Besides the carrier's aircraft and all the weapons they carry, the Ticonderoga class Aegis cruisers carry 122 cells of the Mark 41 vertical launching system with Tomahawk, Harpoon and various other missiles.



http://en.wikipedia.org/wiki/Mark_41_Vertical_Launching_System

former9thward

(33,002 posts)
75. All that firepower did not seem to stop the USS Cole from being attacked.
Sun Mar 1, 2015, 12:26 PM
Mar 2015
The USS Cole bombing was a suicide attack against the United States Navy guided-missile destroyer USS Cole (DDG-67) on 12 October 2000, while it was harbored and being refueled in the Yemeni port of Aden. 17 American sailors were killed, and 39 were injured.

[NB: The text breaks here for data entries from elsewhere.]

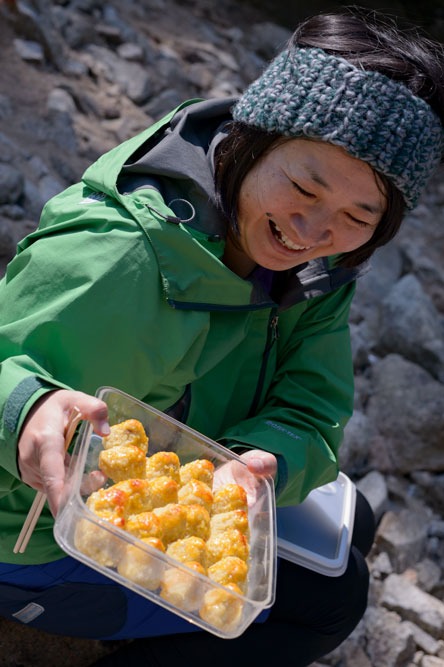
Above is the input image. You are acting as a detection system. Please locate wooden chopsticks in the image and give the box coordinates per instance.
[14,407,82,554]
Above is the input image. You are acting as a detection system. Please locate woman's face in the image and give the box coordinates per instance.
[225,139,386,277]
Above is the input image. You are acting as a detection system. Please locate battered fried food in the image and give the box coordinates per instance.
[166,535,208,568]
[207,528,249,565]
[212,484,248,514]
[179,459,214,489]
[125,512,163,541]
[210,510,250,537]
[144,452,180,483]
[199,584,243,632]
[102,419,148,454]
[178,479,213,512]
[207,556,248,591]
[117,537,165,591]
[74,518,123,567]
[160,562,205,611]
[99,445,147,482]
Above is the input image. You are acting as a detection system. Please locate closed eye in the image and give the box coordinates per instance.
[348,215,375,228]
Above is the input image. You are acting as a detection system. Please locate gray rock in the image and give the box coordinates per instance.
[381,574,444,639]
[14,38,45,63]
[376,509,428,572]
[356,470,389,522]
[366,354,444,473]
[364,608,416,667]
[0,163,25,204]
[377,274,444,380]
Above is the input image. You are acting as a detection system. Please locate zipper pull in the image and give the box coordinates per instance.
[270,315,279,343]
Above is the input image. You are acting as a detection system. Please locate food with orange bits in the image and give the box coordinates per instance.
[75,419,250,629]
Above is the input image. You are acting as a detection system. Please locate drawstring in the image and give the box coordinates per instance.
[145,199,196,225]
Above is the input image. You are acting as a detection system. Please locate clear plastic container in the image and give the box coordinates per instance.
[54,387,276,639]
[276,472,356,577]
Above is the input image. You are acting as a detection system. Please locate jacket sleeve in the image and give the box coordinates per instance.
[0,186,162,493]
[222,283,355,505]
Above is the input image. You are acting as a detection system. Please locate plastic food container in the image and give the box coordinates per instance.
[54,387,276,639]
[276,472,356,577]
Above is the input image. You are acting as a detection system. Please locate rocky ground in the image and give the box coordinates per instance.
[0,0,444,667]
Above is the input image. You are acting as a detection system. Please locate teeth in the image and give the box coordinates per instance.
[270,220,311,250]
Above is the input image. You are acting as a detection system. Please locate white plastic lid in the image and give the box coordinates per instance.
[276,473,356,577]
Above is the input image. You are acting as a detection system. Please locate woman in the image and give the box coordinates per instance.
[0,6,444,666]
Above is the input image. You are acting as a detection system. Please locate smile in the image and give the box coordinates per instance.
[269,219,311,250]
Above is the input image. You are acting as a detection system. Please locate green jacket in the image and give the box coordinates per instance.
[0,100,362,564]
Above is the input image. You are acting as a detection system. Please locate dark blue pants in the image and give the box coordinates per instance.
[0,494,374,667]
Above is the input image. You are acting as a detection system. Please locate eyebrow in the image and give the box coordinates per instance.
[303,164,382,215]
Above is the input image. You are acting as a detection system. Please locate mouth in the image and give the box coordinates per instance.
[268,218,312,250]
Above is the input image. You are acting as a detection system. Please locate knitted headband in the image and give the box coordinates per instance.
[232,48,444,209]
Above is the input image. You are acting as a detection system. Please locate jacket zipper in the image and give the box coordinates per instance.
[248,308,279,417]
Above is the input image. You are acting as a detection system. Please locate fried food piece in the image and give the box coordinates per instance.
[147,475,179,509]
[160,562,205,611]
[117,537,165,591]
[212,484,248,514]
[179,459,214,489]
[207,556,248,591]
[74,519,123,567]
[210,510,250,537]
[207,528,250,565]
[153,503,187,545]
[166,535,208,568]
[125,512,163,541]
[199,584,243,632]
[178,479,213,512]
[102,419,148,455]
[182,505,210,540]
[99,445,146,482]
[144,452,180,484]
[86,484,130,528]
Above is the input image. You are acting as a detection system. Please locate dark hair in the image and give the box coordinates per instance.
[215,7,444,267]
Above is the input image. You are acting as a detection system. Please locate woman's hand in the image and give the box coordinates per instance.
[18,389,109,516]
[214,449,277,506]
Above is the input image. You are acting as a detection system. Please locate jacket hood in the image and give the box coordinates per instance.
[83,98,368,309]
[83,98,235,237]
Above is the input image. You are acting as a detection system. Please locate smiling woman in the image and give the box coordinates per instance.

This event was the deadliest attack against a United States Naval vessel since 1987.

http://en.wikipedia.org/wiki/USS_Cole_bombing
 

stevenleser

(32,886 posts)
77. Because a rowboat with a motor was not seen as a threat. The motor torpedo boats used
Sun Mar 1, 2015, 02:15 PM
Mar 2015

By Iran are considered threats and are monitored in the gulf.

Also, a carrier is about ten times the size of the Cole. The Cole did not sink from the attack, nor would a carrier which can endure much more punishment.

former9thward

(33,002 posts)
78. Always an excuse.
Sun Mar 1, 2015, 02:43 PM
Mar 2015

And when a carrier is attacked, damage done, and lives lost there will another excuse.

ffr

(22,908 posts)
79. So are they saying each of our next vehicles should be electric?
Sun Mar 1, 2015, 02:54 PM
Mar 2015

Kind of seems strange for them to be destroying a symbol of a piece of hardware that assures that cheap oil continues to flow from that destabilizing region of the world. I'd think for their own best interests they'd want that entire region's seaways open and safe.

If the exercise was to boost oil prices, that just makes electric and green technologies even more attractive. Whatever the reasons, I'm sick of oil and gas power. It's time to wean our love affair with the automobile and waste creating material items.